A servant hands him a cup of wine. Not quite a commoner yet then. The dregs leave a glistening residue in his beard. “Is everything well?”
“Passing.”
“I trust you have all you require.”
“My lord, what are you doing?”
He spreads his hands, puzzled by the question.
“A king does not work alongside commoners. Next you will tell me you have been digging trenches.”
“Should they need digging, why not?”
“This is not what a king does.”
“Not the king of France perhaps. But it is what I do. I can disport myself as I wish.”
“I meant no offence, your grace. I am just ... startled.”
“Wi
ll here is my groundskeeper and has been since I was a boy. His roof is in need of some new thatch and the kingdom may spare me for a morning.” He hectors her much as her father does. She feels so stupid here in England, everything must be explained to her. “Is there something I might do for you?” he asks her.
She gathers her courage, this needs saying and she has no one to do it for her. “Your grace, I hope you do not think me impertinent, but I am in dire need of money.

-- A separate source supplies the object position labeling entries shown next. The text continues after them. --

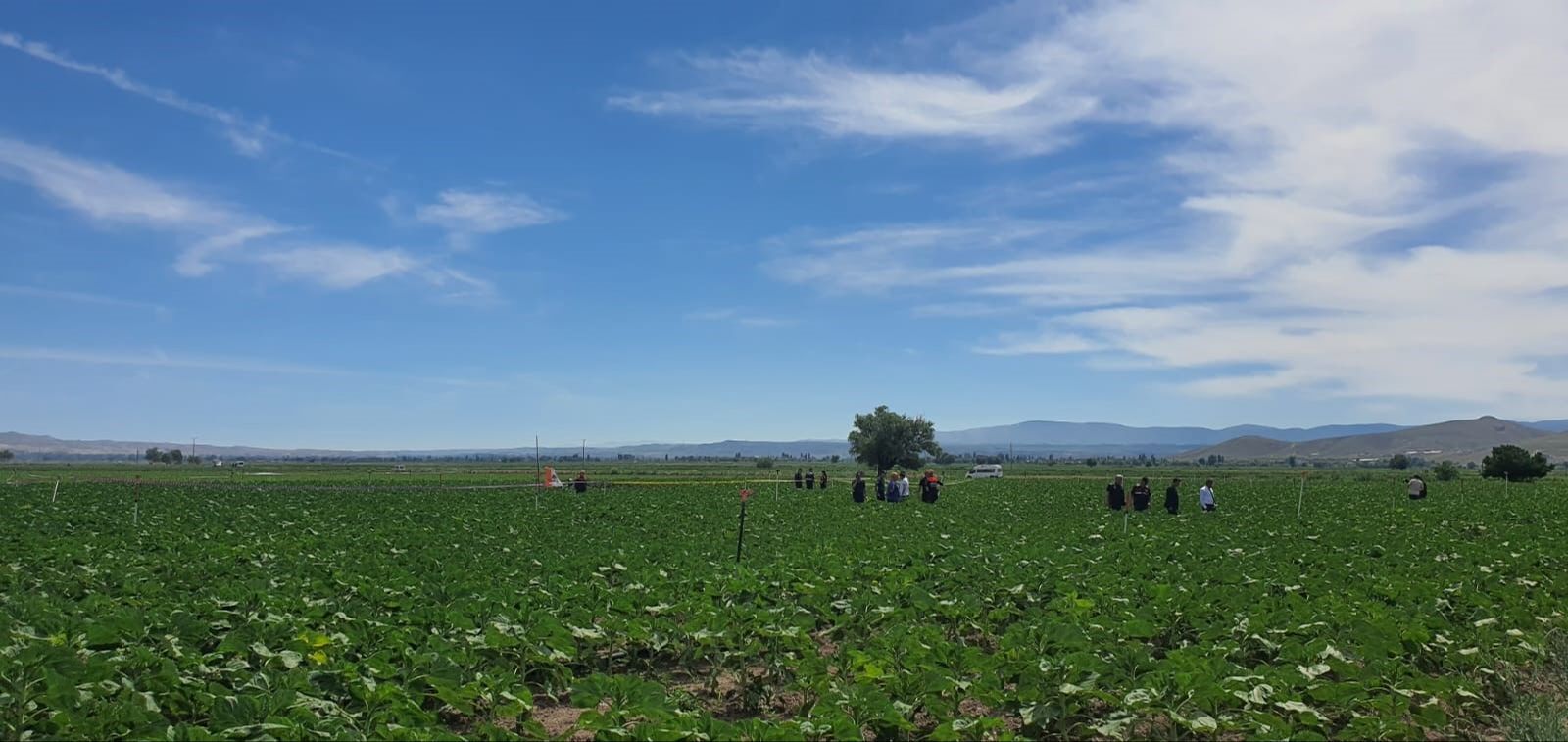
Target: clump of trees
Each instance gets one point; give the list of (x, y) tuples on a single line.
[(883, 439), (1515, 465)]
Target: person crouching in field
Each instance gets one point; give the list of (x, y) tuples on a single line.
[(930, 486), (1141, 494), (1115, 496)]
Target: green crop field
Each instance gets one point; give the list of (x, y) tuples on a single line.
[(349, 603)]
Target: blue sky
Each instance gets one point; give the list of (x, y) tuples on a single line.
[(394, 226)]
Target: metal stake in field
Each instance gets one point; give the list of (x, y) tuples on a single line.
[(1301, 498), (745, 494)]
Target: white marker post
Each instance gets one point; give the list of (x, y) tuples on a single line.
[(1301, 498)]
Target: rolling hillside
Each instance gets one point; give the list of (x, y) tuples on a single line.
[(1457, 439)]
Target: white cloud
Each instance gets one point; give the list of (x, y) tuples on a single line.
[(737, 318), (217, 234), (485, 212), (337, 266), (157, 358), (772, 90), (248, 137), (1369, 198)]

I have nothing with which to maintain my household.”
Edward laughs. “Madam, it shall be forthcoming.” He turns for his ladder. He is missing the straw already.
“Forthcoming will not do, Edward. I need money at this moment.”
He stares at her. He looks shocked. “I am not accustomed to being addressed in such a manner by a girl.”
“I am the daughter of the king of France. I have never been a girl.”
Gaveston is awake now. He leans on one elbow watching this exchange with interest, as do the lads on the roof. Edward says, through gritted teeth: “Well, I should like to assist you in this matter, but the Treasury is unfortunately sorely depleted - at this moment.”
“So you have told me. But as part of my dower I was promised the Duchy of Cornwall. The rents from the patronage would assist greatly.”
“I have given Cornwall to my Lord Gaveston.”
She lowers her eyes as she had been taught. She waits, does not move, listening to the beating of her own heart. “I shall see what might be done,” he says and returns to the problems of a good thatch.
Isabella lets out her breath. She has never confronted a grown man before. She would not have dreamed of taking issue with her father, or either of her uncles, on any matter; today she has surprised even herself.
She returns to her riding party and the Lady Mortimer assists her back onto her horse. She thinks she hears her whisper: “Well done, Isabella!” but then she might have imagined it.